Thursday 26 February 2009

National moves to cut government spending

The contradiction between all the talk of “economic stimulus” and the realities of declining tax revenue in a recession hits home. Bill English, National's finance minister, is actually preparing to slash government spending – but the rich can have their tax cuts. What will this mean for the provision of education, health and welfare services? How long before the National government is deeply unpopular? And what will the alternative be? And hasn’t gambling the future retirement income of workers on the world’s sharemarkets been a disaster. What remains of the SuperFund should be brought back immediately to NZ and invested in sustainable and socially beneficial enterprises.
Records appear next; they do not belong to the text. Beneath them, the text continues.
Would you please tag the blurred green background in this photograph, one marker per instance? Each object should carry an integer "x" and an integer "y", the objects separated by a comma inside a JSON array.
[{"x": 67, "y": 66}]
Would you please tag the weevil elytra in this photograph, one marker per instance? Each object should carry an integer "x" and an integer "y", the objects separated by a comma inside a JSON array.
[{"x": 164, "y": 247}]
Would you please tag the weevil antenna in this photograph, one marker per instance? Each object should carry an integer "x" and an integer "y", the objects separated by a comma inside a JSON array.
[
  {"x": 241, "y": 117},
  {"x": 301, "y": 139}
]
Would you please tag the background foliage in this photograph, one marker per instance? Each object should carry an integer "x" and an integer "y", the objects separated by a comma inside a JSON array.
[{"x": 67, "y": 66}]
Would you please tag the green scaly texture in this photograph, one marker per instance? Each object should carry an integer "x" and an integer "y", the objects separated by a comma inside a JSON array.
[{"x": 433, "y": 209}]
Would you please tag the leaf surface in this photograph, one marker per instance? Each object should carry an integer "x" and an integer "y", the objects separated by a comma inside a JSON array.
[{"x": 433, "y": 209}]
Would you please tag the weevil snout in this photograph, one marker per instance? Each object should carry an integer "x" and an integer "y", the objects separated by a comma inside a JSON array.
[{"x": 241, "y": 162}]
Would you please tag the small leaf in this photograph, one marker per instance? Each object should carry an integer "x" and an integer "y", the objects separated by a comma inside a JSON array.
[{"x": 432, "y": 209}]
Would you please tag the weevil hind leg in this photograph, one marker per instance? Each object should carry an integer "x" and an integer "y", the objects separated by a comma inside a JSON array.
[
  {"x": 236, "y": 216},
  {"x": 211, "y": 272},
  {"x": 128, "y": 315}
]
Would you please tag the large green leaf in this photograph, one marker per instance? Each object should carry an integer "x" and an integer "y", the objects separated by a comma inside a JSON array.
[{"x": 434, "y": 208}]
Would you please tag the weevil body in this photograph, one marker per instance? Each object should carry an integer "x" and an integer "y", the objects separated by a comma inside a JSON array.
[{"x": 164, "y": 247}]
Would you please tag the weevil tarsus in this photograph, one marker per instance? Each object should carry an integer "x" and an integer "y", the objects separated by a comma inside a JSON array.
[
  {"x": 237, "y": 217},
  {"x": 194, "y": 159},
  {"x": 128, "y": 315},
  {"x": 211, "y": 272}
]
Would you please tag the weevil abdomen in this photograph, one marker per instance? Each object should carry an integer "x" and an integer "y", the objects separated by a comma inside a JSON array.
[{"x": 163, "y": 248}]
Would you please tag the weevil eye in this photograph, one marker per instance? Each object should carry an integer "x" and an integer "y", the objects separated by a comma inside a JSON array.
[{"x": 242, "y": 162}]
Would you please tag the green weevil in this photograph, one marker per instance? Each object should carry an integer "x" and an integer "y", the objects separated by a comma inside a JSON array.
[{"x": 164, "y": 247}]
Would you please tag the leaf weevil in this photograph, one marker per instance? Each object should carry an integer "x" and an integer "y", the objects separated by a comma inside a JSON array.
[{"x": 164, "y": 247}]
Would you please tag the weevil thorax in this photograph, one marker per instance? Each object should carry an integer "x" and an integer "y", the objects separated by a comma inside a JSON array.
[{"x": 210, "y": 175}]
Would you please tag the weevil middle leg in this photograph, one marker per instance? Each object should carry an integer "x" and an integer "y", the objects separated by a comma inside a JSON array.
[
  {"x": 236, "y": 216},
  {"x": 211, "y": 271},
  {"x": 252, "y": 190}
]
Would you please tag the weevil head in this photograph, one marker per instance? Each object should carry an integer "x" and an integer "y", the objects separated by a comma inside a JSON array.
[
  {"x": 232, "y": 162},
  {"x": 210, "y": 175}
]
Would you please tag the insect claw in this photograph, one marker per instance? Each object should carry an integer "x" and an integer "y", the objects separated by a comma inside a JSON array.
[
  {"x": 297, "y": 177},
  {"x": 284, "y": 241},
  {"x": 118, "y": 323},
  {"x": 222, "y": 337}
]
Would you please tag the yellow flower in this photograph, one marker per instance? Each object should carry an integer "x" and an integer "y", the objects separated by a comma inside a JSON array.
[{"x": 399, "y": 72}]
Treasury: Effects of recession could last 15 years from TV3 News 25 Feb 2009 Treasury officials believe the current recession could affect us for 15 years. Finance minister Bill English has called for Government department heads to cut spending, and has joined John Key in hinting that the New Zealand superannuation fund may be tampered with to find extra dollars. "Treasury has produced deficits and growing debt for 15 years, and as I have said, that is unacceptable for us," says Mr English. In the last week English summonsed more than 30 Government department heads to the Beehive with the message to cut back and get real. "I want to dispel any notion that CEOs may have had that this will blow over, as some of them said to me," he says. "It won't blow over." The Government needs money, and it is looking at stopping or cutting back the $2 billion it puts away every year into the Superfund to pay for the future costs of national superannuation. Mr English has until now been silent on the issue. Every dollar the Government currently saves in the $12 billion fund is borrowed money, and the fund is losing money big time. "We have to look at whether we're happy to have $5.5 billion of losses," says Mr English. "It actually wipes out two years of contributions." Labour set up the scheme, nicknamed 'the Cullen Fund'. Labour leader Phil Goff is urging National not to touch it. National says entitlements to superannuation won't change, but Labour is sceptical. National is also refusing to put its tax cuts on hold, despite some saying only the rich benefit and it is the poor who need them. "We are committed to going ahead with the April 1 tax cuts," says Mr English. Mr English is a man under pressure, and given the outlook, it won't ease for sometime.